Building multimodal generative audio systems for more immersive listening experiences.

Focus: Multi-Modal Generative AI · Speech Synthesis · Spatial Audio

I am an undergraduate student at Turing Class, Chu Kochen Honors College, Zhejiang University, majoring in Artificial Intelligence. I currently work in the Audio Research Team at Zhejiang University, under the supervision of Prof. Zhou Zhao.

My research interest lies in Multi-Modal Generative AI, with a particular focus on Speech Synthesis and Spatial Audio Generation. My work aims to build immersive auditory experiences through advanced generative modeling (e.g., Flow Matching). I have papers published or under review at top-tier venues including NeurIPS, ACM MM, and ACL.

I am always open to potential collaborations and opportunities. Feel free to reach out.

🔥 News

2026.01

🎉 Started my internship at Luna Lab（宇生月伴） as a text-to-speech model researcher.

2025.12

🎉 Submitted two papers to ACL 2026.

📝 Publications

ACL 2026 (Under Review)

CSAVocoder: A Causal Spatial Audio Vocoder Towards Real-Time Spatial Audio Generation

#Zhiyuan Zhu, #Han Wang, et al.

We introduce CSAVocoder, a strictly causal streaming neural vocoder.

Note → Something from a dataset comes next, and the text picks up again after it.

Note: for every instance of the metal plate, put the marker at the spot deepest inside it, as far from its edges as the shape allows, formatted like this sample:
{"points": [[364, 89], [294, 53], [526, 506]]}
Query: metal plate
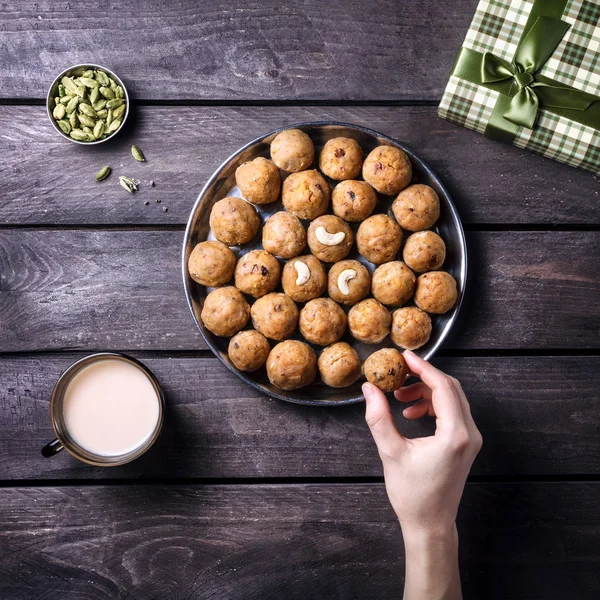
{"points": [[222, 183]]}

It features a Spatial Adaptor to fuse pose information and a Spatial Consistency Discriminator to explicitly supervise inter-channel phase and level differences.
The model achieves high-fidelity waveform reconstruction while preserving precise spatial rendering, all within a constant memory overhead suitable for real-time streaming.

ACL 2026 (Under Review)

Comprehensive Benchmarking of Long-Form Speech Generation in Diverse Scenarios

#Changhao Pan, #Rui Yang, #Han Wang, et al.

We propose LFS-Bench, a standardized benchmark decomposing “long-form quality” into acoustics, semantics, and expressiveness. It includes 1,101 samples spanning 17 diverse scenarios (e.g., dialogues, audiobooks).
Our extensive experiments reveal that current SOTA models still struggle significantly with consistency and hierarchy in highly expressive scenarios compared to real recordings.

[A Multimodal Evaluation Framework for Spatial Audio Playback Systems: From Localization to Listener Preference]

Changhao Pan, Wenxiang Guo, Yu Zhang, Zhiyuan Zhu, Zhetao Chen, Han Wang, Zhou Zhao ACM MM 2025

[MRSAudio: A Large-Scale Multimodal Recorded Spatial Audio Dataset with Refined Annotations]

Wenxiang Guo, Changhao Pan, Zhiyuan Zhu, Xintong Hu, Yu Zhang, Li Tang, Rui Yang, Han Wang, et al. NeurIPS 2025

🎖 Honors and Awards

2024 First-class Scholarship in Zhejiang University
2025 Second-class Scholarship in Zhejiang University
2025 National Student Research Training Program

📖 Education

2023.08 - Present Undergraduate, Chu Kochen Honors College, Zhejiang University

💻 Internships

2024.04 – 2025.12 Research Assistant, Audio Research Team, Zhejiang University.
Under the supervision of Prof. Zhou Zhao.
2026.01 – Present MLE Intern (TTS), VUI Lab, Hangzhou.
Mentored by Mengxiao Bi; under the supervision of Prof. Yanmin Qian.